While basic background checks can assess an employee’s criminal and personal history, they cannot determine whether or not a person can be entrusted with sensitive information on the federal level. Therefore, the federal government gives its employees security clearances in addition to comprehensive background screenings to safeguard different levels of confidential information. The three types of federal job classifications are:
- Non-Sensitive
- Public Trust
- National Security
The security clearance required for a certain position determines the extent of an job candidate’s background screening. Federal employees with lower-level security clearances undergo basic background checks. Employees with higher security clearances, particularly on the national security level, are subject to lengthy screening processes that examine personal information several years back.

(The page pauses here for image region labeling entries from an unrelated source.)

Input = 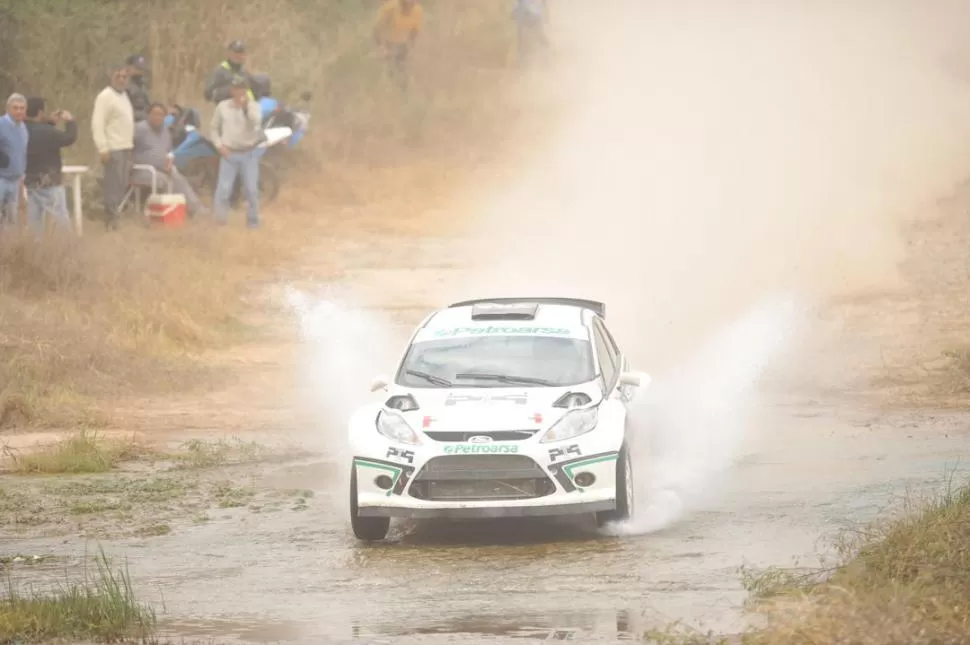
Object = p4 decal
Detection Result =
[549,444,583,463]
[549,452,620,493]
[353,457,414,497]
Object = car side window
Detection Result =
[593,325,616,391]
[596,320,626,372]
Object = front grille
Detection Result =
[410,455,556,502]
[425,430,538,442]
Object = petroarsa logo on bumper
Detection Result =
[444,443,519,455]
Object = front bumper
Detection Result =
[354,444,618,519]
[357,499,616,520]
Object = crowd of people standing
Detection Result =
[0,0,548,238]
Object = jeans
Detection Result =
[0,177,20,225]
[101,150,131,228]
[27,186,71,235]
[215,149,259,228]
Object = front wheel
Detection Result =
[350,467,391,542]
[596,442,634,526]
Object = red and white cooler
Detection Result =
[145,193,186,228]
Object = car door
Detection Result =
[593,318,635,405]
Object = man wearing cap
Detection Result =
[0,94,30,224]
[24,97,77,233]
[125,54,152,123]
[205,40,256,105]
[209,75,264,228]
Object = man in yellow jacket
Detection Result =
[374,0,424,87]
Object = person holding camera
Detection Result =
[24,97,77,233]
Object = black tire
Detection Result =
[350,468,391,542]
[596,441,635,526]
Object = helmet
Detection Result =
[249,74,272,100]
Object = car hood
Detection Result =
[385,381,603,432]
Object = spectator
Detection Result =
[374,0,424,87]
[204,40,256,105]
[91,65,135,229]
[126,54,152,123]
[24,98,77,233]
[512,0,549,65]
[209,76,264,228]
[0,94,30,225]
[131,103,205,216]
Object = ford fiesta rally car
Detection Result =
[349,298,648,540]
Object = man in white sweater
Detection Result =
[91,65,135,229]
[210,75,265,228]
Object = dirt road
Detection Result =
[9,2,970,643]
[4,224,970,643]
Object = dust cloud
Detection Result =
[452,0,970,530]
[291,0,970,532]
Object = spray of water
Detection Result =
[278,0,970,532]
[283,287,405,510]
[452,0,970,532]
[604,294,804,535]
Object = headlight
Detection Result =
[539,407,599,443]
[377,410,421,446]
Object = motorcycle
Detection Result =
[166,76,312,208]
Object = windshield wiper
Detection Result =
[455,372,556,387]
[405,370,454,387]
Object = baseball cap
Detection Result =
[126,54,148,69]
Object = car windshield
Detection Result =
[397,335,595,388]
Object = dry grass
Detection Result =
[0,552,155,643]
[2,430,147,475]
[745,478,970,645]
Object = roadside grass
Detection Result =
[0,551,156,643]
[743,476,970,645]
[171,438,270,470]
[5,430,148,475]
[0,429,284,476]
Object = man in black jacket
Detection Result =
[24,97,77,233]
[204,40,256,105]
[125,54,152,123]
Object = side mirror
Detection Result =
[620,372,650,387]
[370,376,387,392]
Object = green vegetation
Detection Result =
[745,478,970,645]
[0,551,156,644]
[0,0,528,428]
[173,439,268,469]
[5,430,141,475]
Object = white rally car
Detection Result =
[349,298,648,540]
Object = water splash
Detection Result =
[604,294,804,535]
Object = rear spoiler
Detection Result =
[448,298,606,320]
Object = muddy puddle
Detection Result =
[0,238,970,644]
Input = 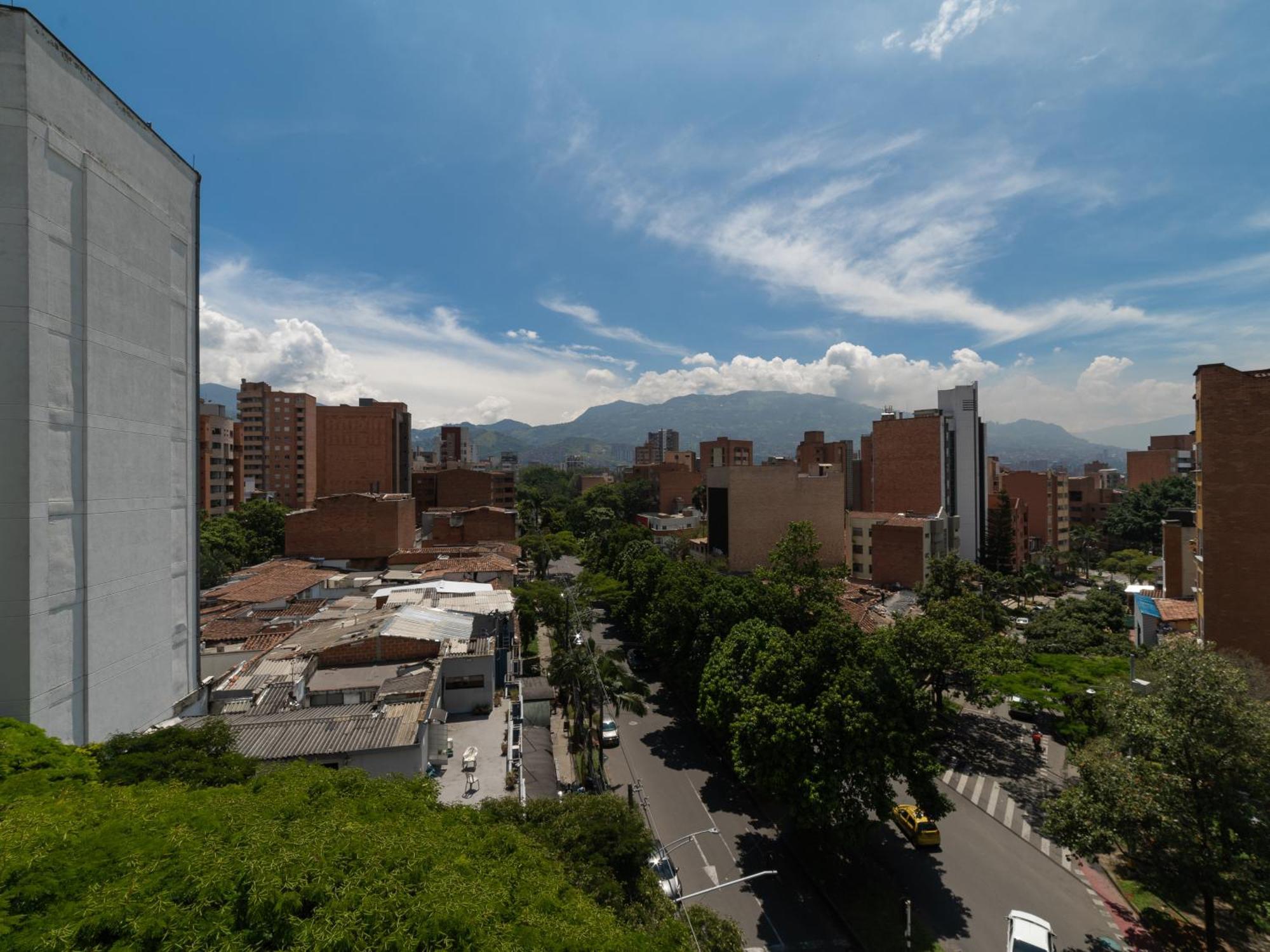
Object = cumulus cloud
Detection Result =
[909,0,1010,60]
[679,350,719,367]
[198,300,380,404]
[202,259,634,426]
[538,297,682,354]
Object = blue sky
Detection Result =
[30,0,1270,430]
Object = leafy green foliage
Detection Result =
[1102,476,1195,548]
[93,718,257,787]
[198,499,290,588]
[982,490,1015,572]
[1045,638,1270,949]
[0,721,739,952]
[1024,589,1132,655]
[698,619,949,835]
[1099,548,1156,581]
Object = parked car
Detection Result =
[648,849,683,899]
[1006,909,1054,952]
[599,717,617,748]
[890,803,940,847]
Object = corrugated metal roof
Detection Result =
[184,701,424,760]
[380,605,475,641]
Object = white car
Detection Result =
[599,717,617,748]
[648,849,682,899]
[1006,909,1054,952]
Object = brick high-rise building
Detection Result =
[1001,470,1072,552]
[315,397,410,496]
[237,380,318,509]
[795,430,855,509]
[198,401,243,515]
[1195,363,1270,664]
[437,426,476,466]
[0,5,201,744]
[700,437,754,472]
[1125,433,1195,489]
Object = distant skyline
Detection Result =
[28,0,1270,432]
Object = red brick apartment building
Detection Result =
[1125,433,1195,489]
[283,493,415,565]
[237,380,318,509]
[1001,470,1072,552]
[1195,363,1270,664]
[316,397,410,496]
[410,468,516,513]
[198,401,243,515]
[795,430,855,508]
[700,437,754,471]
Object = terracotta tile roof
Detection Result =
[251,598,330,619]
[203,559,339,604]
[198,618,264,644]
[243,625,298,651]
[415,553,516,579]
[1156,598,1199,622]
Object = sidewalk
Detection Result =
[538,630,578,787]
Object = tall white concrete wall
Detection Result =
[0,8,198,743]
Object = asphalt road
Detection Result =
[876,796,1110,952]
[591,614,853,949]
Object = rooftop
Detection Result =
[203,559,339,604]
[184,701,429,767]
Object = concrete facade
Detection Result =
[0,8,199,744]
[1195,363,1270,664]
[706,466,846,571]
[314,399,410,496]
[284,493,415,564]
[237,380,318,509]
[198,401,243,515]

National security clearances have four different classifications:
- Confidential clearances expose authorized parties to information that “may cause damage to national security” if exposed to an unauthorized party.
- Secret clearances “may cause serious damage to national security” if classified information is exposed to an unauthorized party.
- Top secret clearances “may cause exceptionally grave damage” if classified information exposed to an authorized party.
- Sensitive compartmented information deals with sensitive intelligence and how it is handled under specific control channels.
Federal agencies alone authorize the aforementioned security clearances for their employees. These clearances are detailed and layered within the agencies themselves and companies specifically contracted with the federal government. Anyone who has a security clearance within the federal system receives a job offer before undergoing a background check process that can take up to a year depending on clearance level and department resources.
Because a basic, automated background screening cannot give the government the assurance that an individual has the capacity to protect information that could threaten national security, federal agencies spend the necessary time and money to acquire employees worthy of the trust required for each security clearance.